What Is Technical Analysis?

By: WEEX|Aug 4, 2025

Key takeaways:

  • TA uses historical price and volume data to predict future market movements.
  • TA tools can be applied through basic support/resistance levels or advanced indicators like moving averages, RSI, MACD, and Bollinger Bands.
  • While TA helps spot trade opportunities, false signals often occur in low timeframes or illiquid markets.
  • Combining TA with other methods and strict risk management improves accuracy and reduces losses.

What is technical analysis?

Technical analysis (TA) analyzes historical price and volume data to predict future market movements, focusing solely on price action and chart patterns to identify trends, key levels, and trading opportunities.

The history of TA

Early forms of technical analysis emerged in 17th-century Amsterdam and 18th-century Japan. However, modern TA largely originates from Charles Dow’s (founder of The Wall Street Journal) observations in the late 19th and early 20th centuries.

Dow recognized that asset and market movements often followed discernible trends, which could be analyzed. His insights ultimately led to the foundational Dow Theory, spurring further development in the field. Initially, TA involved rudimentary, manual calculations and charts. With the advent of modern technology and computing, TA became significantly more sophisticated and widespread, evolving into an essential tool for many contemporary investors and traders.

How Does Technical Analysis Work?

TA assumes all information is priced in; thus, analyzing price patterns and volume helps anticipate future movements.

TA analyzes supply/demand, reflecting market sentiment driven by trader emotions like fear and greed.

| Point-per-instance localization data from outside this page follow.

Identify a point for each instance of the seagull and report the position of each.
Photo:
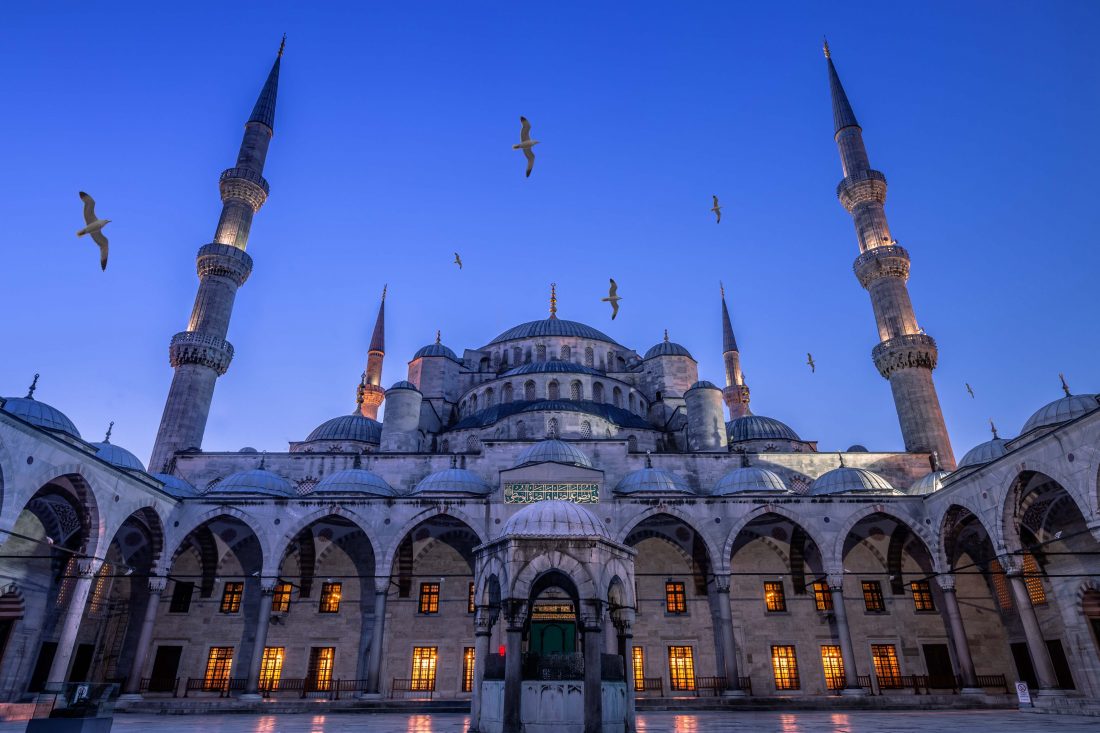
(526, 143)
(613, 297)
(94, 227)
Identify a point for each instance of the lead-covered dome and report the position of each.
(554, 518)
(553, 451)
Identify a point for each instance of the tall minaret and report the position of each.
(736, 392)
(371, 393)
(905, 356)
(201, 354)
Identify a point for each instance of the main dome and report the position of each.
(552, 327)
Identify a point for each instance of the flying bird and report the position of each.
(613, 297)
(526, 143)
(95, 227)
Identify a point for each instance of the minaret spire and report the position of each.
(905, 354)
(200, 354)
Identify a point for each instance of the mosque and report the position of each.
(551, 505)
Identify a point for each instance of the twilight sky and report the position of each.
(392, 150)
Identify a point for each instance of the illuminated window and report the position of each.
(774, 601)
(319, 673)
(833, 664)
(330, 598)
(675, 599)
(424, 668)
(231, 598)
(681, 668)
(271, 667)
(638, 662)
(922, 595)
(872, 597)
(886, 665)
(281, 598)
(785, 667)
(468, 669)
(218, 666)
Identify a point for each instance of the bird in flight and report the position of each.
(94, 227)
(526, 143)
(613, 297)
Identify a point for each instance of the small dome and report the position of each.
(256, 481)
(1060, 411)
(354, 481)
(553, 451)
(117, 456)
(757, 427)
(41, 415)
(453, 480)
(928, 483)
(983, 452)
(345, 427)
(554, 518)
(749, 479)
(652, 481)
(847, 480)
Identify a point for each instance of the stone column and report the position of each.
(726, 638)
(132, 688)
(967, 674)
(374, 659)
(851, 686)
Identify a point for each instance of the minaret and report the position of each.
(371, 393)
(905, 354)
(201, 354)
(736, 392)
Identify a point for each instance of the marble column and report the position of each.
(132, 688)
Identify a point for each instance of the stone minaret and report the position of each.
(371, 393)
(201, 354)
(736, 392)
(905, 354)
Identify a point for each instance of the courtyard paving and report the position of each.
(656, 722)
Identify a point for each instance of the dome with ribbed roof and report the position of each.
(749, 479)
(354, 481)
(554, 518)
(553, 451)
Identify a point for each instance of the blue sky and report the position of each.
(393, 149)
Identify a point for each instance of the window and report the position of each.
(675, 599)
(271, 667)
(872, 597)
(681, 668)
(218, 666)
(785, 667)
(424, 668)
(774, 601)
(922, 595)
(231, 598)
(468, 669)
(330, 598)
(429, 598)
(886, 665)
(281, 598)
(319, 673)
(182, 592)
(833, 664)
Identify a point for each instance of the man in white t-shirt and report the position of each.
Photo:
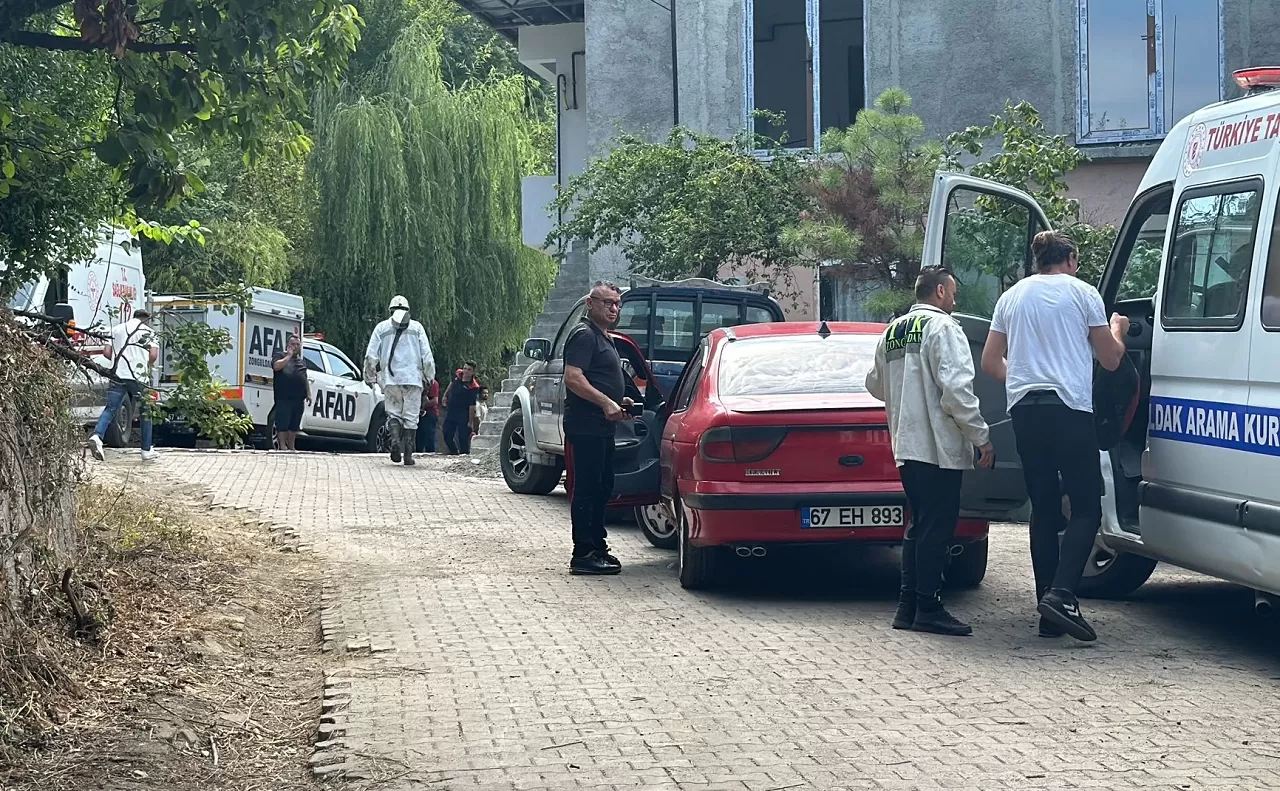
(132, 351)
(1045, 334)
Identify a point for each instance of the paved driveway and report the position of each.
(465, 657)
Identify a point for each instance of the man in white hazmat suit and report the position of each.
(400, 357)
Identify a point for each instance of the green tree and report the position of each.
(1037, 163)
(686, 205)
(147, 81)
(871, 200)
(419, 192)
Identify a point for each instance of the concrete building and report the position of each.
(1112, 74)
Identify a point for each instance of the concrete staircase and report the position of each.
(571, 284)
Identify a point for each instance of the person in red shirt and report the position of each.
(430, 417)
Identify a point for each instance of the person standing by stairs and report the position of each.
(460, 401)
(400, 356)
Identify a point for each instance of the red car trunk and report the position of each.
(812, 439)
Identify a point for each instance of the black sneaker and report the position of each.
(1063, 609)
(1048, 629)
(593, 565)
(937, 620)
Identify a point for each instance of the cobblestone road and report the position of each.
(465, 657)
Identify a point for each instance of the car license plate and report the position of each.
(853, 516)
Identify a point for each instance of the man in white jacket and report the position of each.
(924, 373)
(400, 357)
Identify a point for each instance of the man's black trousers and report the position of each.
(593, 487)
(1055, 440)
(457, 433)
(933, 495)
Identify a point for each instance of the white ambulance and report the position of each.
(342, 406)
(1197, 271)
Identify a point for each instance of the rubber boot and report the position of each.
(905, 616)
(410, 443)
(906, 599)
(393, 435)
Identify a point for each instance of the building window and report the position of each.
(1146, 64)
(805, 63)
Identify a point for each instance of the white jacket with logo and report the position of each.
(924, 373)
(412, 364)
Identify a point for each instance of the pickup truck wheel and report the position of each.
(522, 476)
(657, 525)
(376, 439)
(969, 567)
(120, 429)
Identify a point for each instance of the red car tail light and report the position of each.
(743, 444)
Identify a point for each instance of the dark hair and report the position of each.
(929, 279)
(1051, 248)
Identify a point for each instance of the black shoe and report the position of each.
(937, 620)
(593, 565)
(393, 438)
(1063, 609)
(1048, 629)
(905, 615)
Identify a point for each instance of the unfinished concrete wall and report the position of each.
(712, 69)
(961, 60)
(629, 88)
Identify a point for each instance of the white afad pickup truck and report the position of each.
(342, 406)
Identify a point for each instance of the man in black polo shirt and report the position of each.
(593, 403)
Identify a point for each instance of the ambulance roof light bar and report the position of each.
(1257, 79)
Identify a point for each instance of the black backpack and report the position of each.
(1114, 396)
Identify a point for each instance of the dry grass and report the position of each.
(204, 673)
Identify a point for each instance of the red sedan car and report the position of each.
(772, 438)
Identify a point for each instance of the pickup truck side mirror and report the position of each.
(63, 312)
(538, 348)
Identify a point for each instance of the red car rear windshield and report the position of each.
(796, 365)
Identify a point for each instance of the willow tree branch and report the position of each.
(69, 44)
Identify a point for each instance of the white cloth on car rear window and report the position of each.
(796, 365)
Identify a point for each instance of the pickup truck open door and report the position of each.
(982, 231)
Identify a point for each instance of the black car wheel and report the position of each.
(658, 525)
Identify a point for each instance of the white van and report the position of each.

Notably, TA is considered more reliable and effective in markets that operate under normal conditions, with high volume and liquidity. High-volume markets are less susceptible to price manipulation and abnormal external influences that could create false signals and render TA useless.

Common TA Indicators

  1. Bollinger Bands (BB)

The Bollinger Bands (BB) indicator consists of two lateral bands that flow around a moving average line. These bands are used to measure market volatility and identify potential overbought or oversold conditions.

  1. Moving Average Convergence Divergence (MACD)

The Moving Average Convergence Divergence (MACD) is a powerful momentum-based trend indicator that analyzes the interaction between two exponential moving averages (EMAs).

  1. Relative Strength Index (RSI)

RSI is a momentum oscillator that quantifies price movement velocity on a 0-100 scale, helping traders identify potential reversal points.

  1. Moving averages (MAs)

Moving averages serve as dynamic trend indicators, smoothing price action to reveal directional momentum and potential support/resistance zones, with traders often relying on crossovers between shorter (e.g., 50-period) and longer (e.g., 200-period) averages to generate entry and exit signals.

Closing Thoughts

Technical analysis (TA) remains a cornerstone of modern trading, offering traders a systematic way to interpret market behavior through price action, trends, and key indicators. While no method can guarantee future performance, TA provides valuable tools for identifying opportunities, managing risk, and navigating volatile markets—especially when combined with sound risk management and complementary strategies.